The do notation starts looking much more attractive for multiple parameters, however. Here's dropMiddle in monadic style written directly [2]:

dropMiddleM :: Parser (Char,Char)
dropMiddleM = item >>= \x ->
                item >>= \_ ->
                  item >>= \z -> return (x,z)

And now rewritten using do:

dropMiddleM' :: Parser (Char,Char)
dropMiddleM' =
  do  x <- item
      z <- item
      return (x,z)

Let's do a detailed breakdown of what's happening here to better understand the monadic sequencing mechanics. I'll be using the direct style (dropMiddleM) to unravel the applications of >>=:

item >>= \x ->
  item >>= \_ ->
    item >>= \z -> return (x,z)

.. applying the first >>=, calling the right-hand side rhsX

P (\inp -> case parse item inp of
              []        -> []
              [(v,out)] -> parse (rhsX v) out)

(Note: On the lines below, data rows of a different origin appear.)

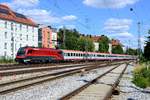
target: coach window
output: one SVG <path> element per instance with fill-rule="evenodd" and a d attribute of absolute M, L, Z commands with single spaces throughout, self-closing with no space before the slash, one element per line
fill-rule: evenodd
<path fill-rule="evenodd" d="M 68 53 L 68 56 L 70 56 L 70 53 Z"/>

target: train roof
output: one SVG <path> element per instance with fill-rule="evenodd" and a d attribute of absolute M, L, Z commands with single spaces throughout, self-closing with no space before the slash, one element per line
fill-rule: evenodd
<path fill-rule="evenodd" d="M 82 54 L 105 54 L 105 55 L 110 55 L 110 53 L 101 53 L 101 52 L 87 52 L 87 51 L 78 51 L 78 50 L 64 50 L 62 49 L 63 52 L 65 53 L 82 53 Z M 130 56 L 126 54 L 111 54 L 111 55 L 117 55 L 117 56 Z"/>

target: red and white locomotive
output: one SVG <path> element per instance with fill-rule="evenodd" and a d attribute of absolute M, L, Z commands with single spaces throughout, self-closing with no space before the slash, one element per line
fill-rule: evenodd
<path fill-rule="evenodd" d="M 19 63 L 28 62 L 56 62 L 83 60 L 132 60 L 136 56 L 124 54 L 109 54 L 98 52 L 83 52 L 51 48 L 21 47 L 15 60 Z"/>

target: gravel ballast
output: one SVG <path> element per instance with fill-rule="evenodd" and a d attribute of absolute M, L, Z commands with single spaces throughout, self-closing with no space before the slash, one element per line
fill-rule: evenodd
<path fill-rule="evenodd" d="M 99 68 L 86 73 L 84 76 L 76 74 L 58 80 L 45 82 L 29 88 L 0 95 L 0 100 L 57 100 L 74 89 L 86 84 L 112 67 Z"/>
<path fill-rule="evenodd" d="M 120 95 L 113 96 L 112 100 L 150 100 L 150 90 L 142 89 L 132 83 L 134 66 L 128 65 L 123 78 L 119 83 Z"/>

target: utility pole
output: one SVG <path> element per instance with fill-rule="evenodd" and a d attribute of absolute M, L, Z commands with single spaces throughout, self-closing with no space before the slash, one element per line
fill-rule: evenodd
<path fill-rule="evenodd" d="M 65 40 L 66 40 L 66 28 L 65 26 L 63 27 L 63 48 L 66 48 L 66 44 L 65 44 Z"/>
<path fill-rule="evenodd" d="M 141 23 L 138 22 L 138 57 L 141 57 L 141 33 L 140 33 L 140 29 L 141 29 Z"/>

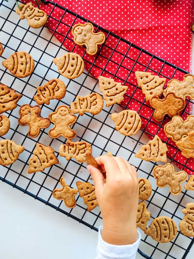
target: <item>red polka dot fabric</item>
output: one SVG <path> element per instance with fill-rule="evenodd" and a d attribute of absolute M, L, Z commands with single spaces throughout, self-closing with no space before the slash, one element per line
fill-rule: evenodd
<path fill-rule="evenodd" d="M 36 6 L 34 0 L 32 2 Z M 192 0 L 55 0 L 53 1 L 69 10 L 132 42 L 152 54 L 191 72 L 192 34 L 191 27 L 194 21 Z M 137 70 L 151 72 L 167 78 L 166 83 L 173 76 L 182 81 L 184 74 L 151 55 L 130 46 L 124 41 L 105 34 L 104 44 L 98 46 L 100 55 L 91 56 L 86 48 L 75 45 L 70 26 L 85 22 L 51 4 L 40 6 L 49 15 L 46 26 L 69 51 L 84 55 L 85 68 L 97 79 L 99 76 L 113 78 L 128 86 L 126 96 L 121 104 L 138 112 L 142 117 L 141 128 L 145 129 L 152 139 L 157 134 L 167 141 L 163 127 L 170 121 L 162 123 L 153 117 L 153 109 L 145 100 L 141 90 L 137 87 L 134 72 Z M 95 30 L 100 31 L 98 28 Z M 113 50 L 115 48 L 115 50 Z M 91 68 L 91 65 L 93 64 Z M 166 83 L 165 87 L 166 86 Z M 187 101 L 186 101 L 187 102 Z M 191 112 L 187 104 L 182 116 L 186 119 Z M 187 159 L 177 151 L 171 139 L 167 143 L 168 156 L 181 169 Z M 184 170 L 194 173 L 193 159 L 189 158 Z"/>

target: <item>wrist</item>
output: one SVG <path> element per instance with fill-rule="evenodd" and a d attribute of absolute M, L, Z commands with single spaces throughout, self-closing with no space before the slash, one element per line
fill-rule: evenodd
<path fill-rule="evenodd" d="M 117 245 L 133 244 L 136 241 L 137 236 L 136 223 L 128 222 L 104 222 L 102 238 L 108 244 Z"/>

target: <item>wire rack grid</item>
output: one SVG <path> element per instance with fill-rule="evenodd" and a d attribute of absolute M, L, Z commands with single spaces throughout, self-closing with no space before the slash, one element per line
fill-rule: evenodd
<path fill-rule="evenodd" d="M 181 193 L 177 196 L 174 196 L 170 194 L 167 187 L 158 188 L 151 173 L 156 165 L 163 165 L 164 163 L 147 162 L 136 158 L 134 156 L 136 152 L 142 145 L 148 142 L 149 139 L 144 133 L 154 136 L 150 133 L 150 131 L 148 130 L 151 123 L 151 120 L 154 110 L 152 109 L 152 115 L 150 114 L 149 119 L 144 117 L 142 113 L 140 113 L 143 107 L 150 108 L 145 103 L 144 99 L 141 101 L 136 99 L 134 93 L 139 89 L 135 83 L 134 72 L 140 68 L 165 77 L 167 81 L 176 77 L 177 73 L 183 75 L 187 72 L 92 23 L 96 31 L 100 31 L 105 34 L 106 41 L 100 51 L 94 57 L 92 62 L 89 60 L 86 52 L 83 52 L 82 58 L 90 66 L 88 71 L 84 70 L 80 77 L 74 80 L 66 79 L 59 74 L 57 68 L 52 63 L 53 59 L 67 52 L 64 46 L 66 40 L 68 40 L 69 42 L 71 42 L 73 45 L 71 51 L 73 51 L 76 45 L 72 38 L 69 36 L 72 26 L 78 21 L 84 23 L 88 21 L 54 3 L 49 3 L 52 7 L 49 20 L 53 19 L 57 23 L 55 29 L 52 30 L 49 28 L 51 33 L 46 28 L 46 25 L 40 29 L 34 29 L 29 27 L 27 21 L 21 21 L 19 16 L 15 14 L 15 5 L 13 5 L 13 2 L 7 3 L 2 1 L 0 4 L 0 39 L 5 50 L 0 58 L 0 81 L 9 87 L 13 87 L 23 95 L 22 97 L 18 103 L 17 107 L 11 112 L 6 113 L 10 120 L 11 127 L 6 135 L 1 138 L 13 140 L 25 148 L 25 151 L 20 154 L 15 163 L 9 166 L 1 166 L 0 179 L 91 229 L 98 230 L 102 222 L 99 207 L 96 207 L 89 213 L 83 199 L 77 195 L 76 206 L 73 209 L 69 209 L 65 207 L 63 202 L 55 199 L 52 195 L 54 189 L 60 188 L 59 182 L 62 176 L 64 176 L 67 184 L 73 188 L 76 188 L 75 183 L 77 180 L 92 183 L 86 169 L 86 163 L 80 164 L 72 158 L 67 161 L 64 158 L 61 158 L 59 155 L 59 146 L 65 143 L 65 141 L 62 137 L 56 139 L 49 138 L 48 132 L 49 129 L 53 127 L 52 125 L 48 129 L 42 130 L 37 138 L 32 139 L 28 136 L 28 127 L 22 127 L 18 123 L 20 107 L 24 103 L 32 105 L 36 104 L 33 98 L 36 93 L 37 86 L 42 85 L 53 78 L 59 78 L 64 82 L 67 87 L 66 95 L 61 101 L 53 100 L 49 105 L 42 105 L 41 115 L 43 117 L 48 117 L 49 113 L 55 110 L 60 105 L 65 104 L 69 106 L 78 94 L 84 96 L 96 92 L 101 94 L 98 81 L 90 74 L 92 68 L 96 67 L 101 69 L 102 74 L 103 74 L 104 72 L 108 72 L 112 77 L 119 79 L 123 84 L 130 86 L 131 87 L 132 93 L 130 96 L 125 96 L 127 100 L 126 105 L 115 105 L 108 108 L 104 106 L 102 111 L 94 116 L 90 114 L 85 114 L 82 117 L 77 116 L 77 121 L 72 127 L 77 134 L 73 141 L 85 141 L 89 143 L 92 146 L 94 156 L 105 154 L 107 151 L 110 151 L 115 155 L 122 156 L 135 167 L 139 178 L 148 179 L 152 184 L 153 191 L 149 200 L 146 201 L 148 209 L 152 214 L 151 219 L 148 222 L 147 225 L 149 225 L 153 219 L 160 215 L 172 218 L 178 225 L 184 215 L 181 212 L 182 209 L 185 207 L 187 203 L 193 202 L 193 195 L 191 191 L 186 191 L 182 189 Z M 53 16 L 55 8 L 57 7 L 61 10 L 62 14 L 61 18 L 59 19 Z M 66 23 L 62 20 L 65 17 L 69 23 Z M 69 21 L 71 21 L 71 24 L 69 24 Z M 59 23 L 61 25 L 63 23 L 68 28 L 65 35 L 61 34 L 57 31 Z M 54 36 L 54 35 L 56 36 L 56 34 L 63 37 L 61 43 Z M 110 37 L 115 40 L 115 45 L 113 49 L 108 45 L 108 40 Z M 120 44 L 126 45 L 125 54 L 119 52 L 118 47 Z M 106 50 L 110 49 L 111 52 L 108 57 L 103 54 L 102 50 L 104 48 Z M 15 77 L 1 65 L 1 61 L 15 51 L 20 50 L 26 51 L 30 53 L 35 61 L 34 72 L 27 78 Z M 129 52 L 133 54 L 128 55 Z M 115 54 L 121 55 L 119 63 L 115 62 L 112 58 Z M 105 60 L 102 69 L 98 66 L 96 62 L 99 57 Z M 125 64 L 124 60 L 126 58 L 132 64 L 130 69 L 126 68 L 124 64 Z M 145 61 L 145 59 L 147 60 L 147 63 Z M 157 70 L 153 69 L 152 65 L 153 62 L 157 64 Z M 108 68 L 110 64 L 115 64 L 117 68 L 114 73 Z M 170 76 L 163 73 L 164 68 L 167 68 L 171 71 Z M 121 68 L 127 71 L 128 76 L 125 78 L 119 78 L 118 76 L 118 72 Z M 143 130 L 139 130 L 134 135 L 126 137 L 115 130 L 114 122 L 110 119 L 110 115 L 114 112 L 119 112 L 123 109 L 127 108 L 131 102 L 133 102 L 138 103 L 139 108 L 136 111 L 146 123 Z M 188 113 L 185 109 L 191 103 L 193 104 L 191 100 L 188 100 L 182 115 Z M 157 126 L 157 132 L 163 127 L 165 124 L 163 122 L 158 124 L 152 122 Z M 169 146 L 175 148 L 169 143 L 169 140 L 168 139 L 166 142 Z M 29 160 L 32 156 L 37 142 L 51 146 L 55 150 L 60 164 L 46 168 L 43 172 L 29 174 L 28 173 Z M 175 159 L 178 149 L 176 150 L 173 157 L 168 158 L 168 162 L 172 162 L 175 161 L 177 163 L 181 164 Z M 182 164 L 183 170 L 187 168 L 187 162 L 188 160 L 185 161 L 184 164 Z M 176 166 L 175 167 L 176 167 Z M 176 236 L 172 241 L 166 244 L 160 244 L 145 235 L 143 231 L 141 232 L 142 242 L 141 242 L 138 252 L 147 258 L 186 258 L 194 242 L 193 239 L 186 237 L 178 231 Z"/>

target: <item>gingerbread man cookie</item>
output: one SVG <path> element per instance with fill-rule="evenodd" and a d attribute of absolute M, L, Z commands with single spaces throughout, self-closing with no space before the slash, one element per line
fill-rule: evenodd
<path fill-rule="evenodd" d="M 158 166 L 154 167 L 153 175 L 156 180 L 157 186 L 163 188 L 168 185 L 173 195 L 178 195 L 181 193 L 181 184 L 185 182 L 188 176 L 184 171 L 175 172 L 174 167 L 169 163 L 165 166 Z"/>
<path fill-rule="evenodd" d="M 76 102 L 71 104 L 71 108 L 73 113 L 78 113 L 81 116 L 85 112 L 96 115 L 101 111 L 103 105 L 101 96 L 99 94 L 93 93 L 83 97 L 77 95 Z"/>
<path fill-rule="evenodd" d="M 43 86 L 37 86 L 38 93 L 34 99 L 36 103 L 42 105 L 50 103 L 50 100 L 61 100 L 66 93 L 66 87 L 63 81 L 58 78 L 52 79 Z"/>
<path fill-rule="evenodd" d="M 41 129 L 48 128 L 51 124 L 49 119 L 41 117 L 41 112 L 39 105 L 32 106 L 29 104 L 23 104 L 19 110 L 18 123 L 21 126 L 29 126 L 28 135 L 30 138 L 36 138 Z"/>
<path fill-rule="evenodd" d="M 194 158 L 194 130 L 188 133 L 187 137 L 176 144 L 182 151 L 182 154 L 187 158 Z"/>
<path fill-rule="evenodd" d="M 162 121 L 166 114 L 172 118 L 178 115 L 179 111 L 185 108 L 184 100 L 177 97 L 173 93 L 169 93 L 164 99 L 159 99 L 158 96 L 153 96 L 150 100 L 151 106 L 155 109 L 154 117 L 159 121 Z"/>
<path fill-rule="evenodd" d="M 174 116 L 164 125 L 164 129 L 167 137 L 174 142 L 180 141 L 194 130 L 194 116 L 189 115 L 185 121 L 180 116 Z"/>
<path fill-rule="evenodd" d="M 167 86 L 163 93 L 164 96 L 169 93 L 174 93 L 184 100 L 186 96 L 194 99 L 194 76 L 191 74 L 183 76 L 182 82 L 177 79 L 172 79 L 168 82 Z"/>
<path fill-rule="evenodd" d="M 76 137 L 76 133 L 71 130 L 70 126 L 75 123 L 77 117 L 72 114 L 67 106 L 59 106 L 55 111 L 50 113 L 49 117 L 51 121 L 55 124 L 54 128 L 49 132 L 49 136 L 51 138 L 57 138 L 62 136 L 65 138 L 71 139 Z"/>
<path fill-rule="evenodd" d="M 94 26 L 90 23 L 84 24 L 76 24 L 72 29 L 75 43 L 79 46 L 86 47 L 86 52 L 89 55 L 95 55 L 98 51 L 98 45 L 105 41 L 105 35 L 101 32 L 95 33 Z"/>
<path fill-rule="evenodd" d="M 62 186 L 62 189 L 55 189 L 53 192 L 53 196 L 57 200 L 63 200 L 68 208 L 74 208 L 76 205 L 75 197 L 77 193 L 77 190 L 68 185 L 63 177 L 61 178 L 60 183 Z"/>
<path fill-rule="evenodd" d="M 17 7 L 15 12 L 20 15 L 20 19 L 23 20 L 26 18 L 29 25 L 32 28 L 36 29 L 42 27 L 47 21 L 47 15 L 42 10 L 33 6 L 31 3 L 26 5 L 19 5 L 20 10 Z"/>

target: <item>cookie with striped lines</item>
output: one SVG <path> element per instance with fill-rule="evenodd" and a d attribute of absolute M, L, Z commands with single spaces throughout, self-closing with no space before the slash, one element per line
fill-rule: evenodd
<path fill-rule="evenodd" d="M 135 111 L 125 110 L 118 113 L 110 115 L 114 121 L 117 131 L 125 136 L 130 136 L 136 133 L 141 125 L 141 120 Z"/>
<path fill-rule="evenodd" d="M 34 68 L 34 60 L 25 51 L 15 52 L 3 61 L 2 64 L 14 76 L 21 78 L 28 76 Z"/>
<path fill-rule="evenodd" d="M 8 166 L 14 163 L 24 150 L 24 147 L 12 140 L 0 140 L 0 164 Z"/>
<path fill-rule="evenodd" d="M 66 53 L 60 58 L 55 58 L 53 62 L 57 66 L 59 72 L 69 79 L 78 77 L 84 69 L 84 62 L 80 56 L 73 52 Z"/>

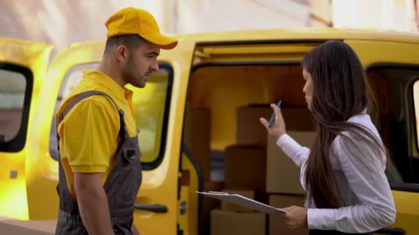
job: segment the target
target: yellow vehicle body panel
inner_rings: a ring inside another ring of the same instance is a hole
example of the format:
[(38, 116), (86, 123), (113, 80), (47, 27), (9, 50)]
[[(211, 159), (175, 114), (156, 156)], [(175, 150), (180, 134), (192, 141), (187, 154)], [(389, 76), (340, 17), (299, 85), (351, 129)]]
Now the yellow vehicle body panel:
[[(52, 47), (48, 45), (0, 38), (0, 63), (25, 67), (32, 74), (28, 130), (30, 130), (32, 118), (37, 113), (34, 105), (43, 83), (52, 49)], [(25, 139), (25, 144), (19, 152), (0, 153), (0, 216), (20, 219), (28, 218), (25, 159), (31, 139), (28, 134)], [(17, 177), (11, 176), (12, 171), (17, 173)]]

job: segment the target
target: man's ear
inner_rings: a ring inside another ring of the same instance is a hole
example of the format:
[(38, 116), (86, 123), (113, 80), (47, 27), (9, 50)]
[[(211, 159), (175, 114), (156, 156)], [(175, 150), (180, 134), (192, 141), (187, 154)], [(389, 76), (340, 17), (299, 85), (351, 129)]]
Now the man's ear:
[(116, 59), (121, 63), (125, 63), (128, 61), (130, 57), (130, 51), (127, 47), (123, 45), (119, 45), (116, 47)]

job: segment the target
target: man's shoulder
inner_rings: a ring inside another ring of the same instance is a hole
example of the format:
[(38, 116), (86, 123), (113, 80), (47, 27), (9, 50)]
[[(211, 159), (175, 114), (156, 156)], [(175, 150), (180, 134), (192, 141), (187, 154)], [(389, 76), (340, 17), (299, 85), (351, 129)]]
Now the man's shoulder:
[[(88, 91), (92, 91), (92, 90), (83, 90), (80, 89), (76, 91), (77, 92), (74, 92), (69, 96), (60, 106), (60, 108), (57, 112), (57, 116), (61, 115), (61, 113), (65, 111), (66, 109), (69, 107), (69, 105), (72, 102), (72, 101), (74, 100), (77, 97), (83, 93)], [(105, 93), (105, 92), (104, 92)], [(111, 98), (112, 96), (109, 95)], [(110, 98), (101, 95), (101, 94), (95, 94), (93, 96), (90, 96), (87, 97), (77, 103), (76, 103), (72, 108), (71, 110), (68, 113), (70, 114), (70, 113), (78, 113), (78, 111), (85, 111), (86, 110), (92, 110), (92, 111), (104, 111), (106, 113), (116, 113), (116, 107), (114, 102)]]

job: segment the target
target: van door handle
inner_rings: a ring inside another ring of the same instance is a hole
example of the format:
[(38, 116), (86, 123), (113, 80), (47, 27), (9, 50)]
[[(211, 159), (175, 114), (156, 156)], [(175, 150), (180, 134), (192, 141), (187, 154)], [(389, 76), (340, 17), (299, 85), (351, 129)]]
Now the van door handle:
[(379, 234), (403, 235), (406, 234), (406, 232), (398, 227), (385, 227), (376, 231), (374, 233)]
[(152, 212), (154, 213), (167, 213), (167, 207), (164, 205), (160, 204), (139, 204), (135, 203), (134, 204), (134, 208), (136, 210), (147, 210), (149, 212)]

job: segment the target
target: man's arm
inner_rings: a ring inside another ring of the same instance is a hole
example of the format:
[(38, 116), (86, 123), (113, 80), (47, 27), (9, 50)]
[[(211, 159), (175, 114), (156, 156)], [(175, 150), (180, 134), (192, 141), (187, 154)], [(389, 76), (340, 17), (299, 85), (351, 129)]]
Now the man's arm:
[(103, 186), (103, 173), (74, 172), (74, 190), (83, 223), (89, 234), (112, 234), (110, 214)]

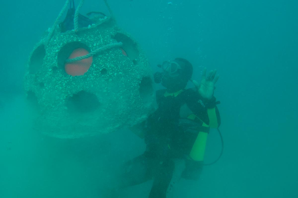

.. the result of parsing the first item is passed in as the argument to rhsX,
   which then returns the next application of >>=; As usual, we acknowledge
   the error propagation and ignore it for simplicity.

P (\inp -> case parse item inp of
              []        -> []
              [(v,out)] -> parse (rhsY v) out)

... and similarly for rhsZ; the final result is invoking "parse return (x,z)"
    where x is the result of parsing the first item and z the result of
    parsing the third.

A complete example

As a complete example, I've expanded the parser grammar found in the book to support conditional expressions. The full example is available TODO. Recall that wa want to parse expressions of the form:

if <expr> then <expr> else <expr>

This is the monadic parser [3]:

ifexpr :: Parser Int
ifexpr = do symbol "if"
            cond <- expr
            symbol "then"
            thenExpr <- expr
            symbol "else"
            elseExpr <- expr
            return (if cond == 0 then elseExpr else thenExpr)

And this is the equivalent applicative version (<$> is just an infix synonym for fmap):

ifexpr' :: Parser Int
ifexpr' =
  selector <$> symbol "if" <*> expr
           <*> symbol "then" <*> expr
           <*> symbol "else" <*> expr
  where selector _ cond _ t _ e = if cond == 0 then e else t

Which one is better? It's really a matter of personal taste. Since both the monadic and applicative styles deal in Parsers, they can be freely mixed and combined.

[1]Failures could also be signaled by using Maybe, but a list lets us express multiple results (for example a string that can be parsed in multiple ways). We're not going to be using multiple results in this article, but it's good to keep this option open.
[2]We could also use the monadic operator >> for statements that don't create a new assignment, but using >>= everywhere for consistency makes it a bit easier to understand.
[3]The return value of this parser is Int, because it evaluates the parsed expression on the fly - this technique is called Syntax Directed Translation in the Dragon book. Note also that the conditional clauses are evaluated eagerly, which is valid only when no side effects are present.